Na modalidade EBM, são 2.200 alunos matriculados na escola Luiz Rittler de Lucena e 1.080 na escola Elza Breves. “Estamos muito contentes com o resultado da parceria entre a Seed, Polícia Militar e Corpo de Bombeiros. Em pouco tempo a transformação das escolas já é visível e está se tornando um porto seguro para as comunidades. Temos certeza de que no final do ano letivo as escolas nem de longe se lembrarão do que eram”, ressalta o secretário de Educação, Marcelo Campbell.

A aula começa 7h30, mas os alunos devem estar na escola às 7 horas. Nesse período de meia hora, eles têm o momento cívico, em que cantam o hino nacional e recebem instruções do dia. Para auxiliar na parte disciplinar, as escolas de EBM contam com o auxílio de policiais militares e bombeiros.

“Já houve mudança de forma significativa. Os alunos estavam precisando que alguém que lhe colocasse limite. Os professores estão aderindo ao projeto e sentido muito mais tranquilidade em dar aula”, disse o coronel Adelson Filgueiras, diretor da escola Elza Breves. Os alunos que chegam atrasados ou cometem algum tipo de indisciplina pagam penalidades.

Uma das penalidades aplicadas é colocar o aluno para recolher o lixo de toda a escola. “Eles recebem palestras e orientações sobre educação ambiental. Então eles estão deixar de sujar a escola porque sabem que eles mesmos terão que limpar”, disse o sargento do Corpo de Bombeiros, Wilson Rabelo.

DEPOIMENTOS - A coordenadora Ângela Leite, que trabalha na unidade desde 2011, relatou que apesar do processo de adequação, já é possível perceber as mudanças na escola. “Depois do intervalo não precisamos mais pedir para eles entrarem em sala, já vão por conta própria. Estão chegando no horário e são bem receptivos com as regras”, disse.

Para o professor de matemática Josias Mendes, que leciona na escola há 10 anos, o cenário do ambiente escolar está se transformando aos poucos. “Os alunos já se atentaram para a rotina disciplinar. Estão se comportamento melhor em sala de aula. A relação com os colegas de sala e com os professores tem sido mais respeitosa.
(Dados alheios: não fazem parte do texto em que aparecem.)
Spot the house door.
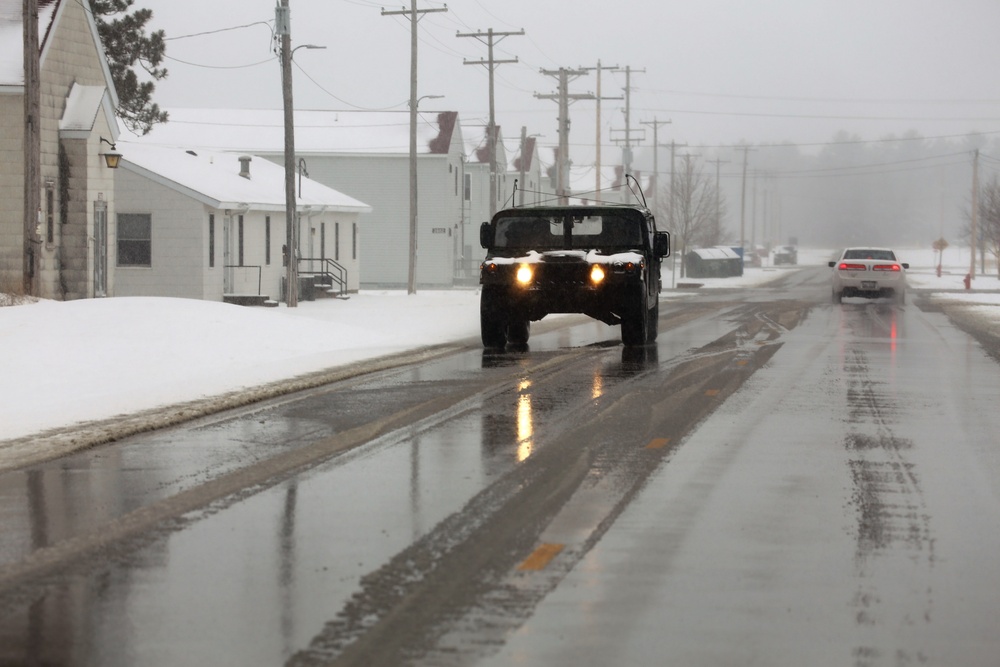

É fruto da implantação do EBM, e em pouco tempo”, observou.

Mendes comentou ainda que alguns alunos que costumavam dar um pouco de trabalho para os professores, hoje se comportam de forme diferente. “Os próprio militares comentam que nossos alunos se adaptaram fácil às regras e normas que a nova modalidade exige”, contou.

O professor, que também mora no bairro onde a escola está inserida, disse que era visível o histórico de indisciplina na unidade, e por conta disso muitos professores tinham resistência em trabalhar na escola. “Vejo hoje que a maioria dos colegas gostaria de ser lotados aqui. Temos potencial para ser escola de referência no ensino no Estado”, ressaltou.

Para a professora Waldinéia Silva, a aula de espanhol na escola Elza Breves está sendo proveitosa. A organização em sala tem feito os alunos prestarem atenção nos conteúdos repassados. “Eles vêm de uma realidade em que ficavam transitando em sala, brincavam com o colega durante a aula e agora estão passando por um processo de reeducação. Só podemos dar aula de qualidade quando eles sentarem na cadeira e prestarem atenção no conteúdo repassado”, frisou.

Ela é professora na unidade há três anos e tem notado a mudança no comportamento dos alunos. “Está mais fácil ser professor aqui. Em casa eu comento com minha família que está mudando. Eu digo a eles se em menos de um mês já podemos notar mudanças, imagina daqui um ano”, disse.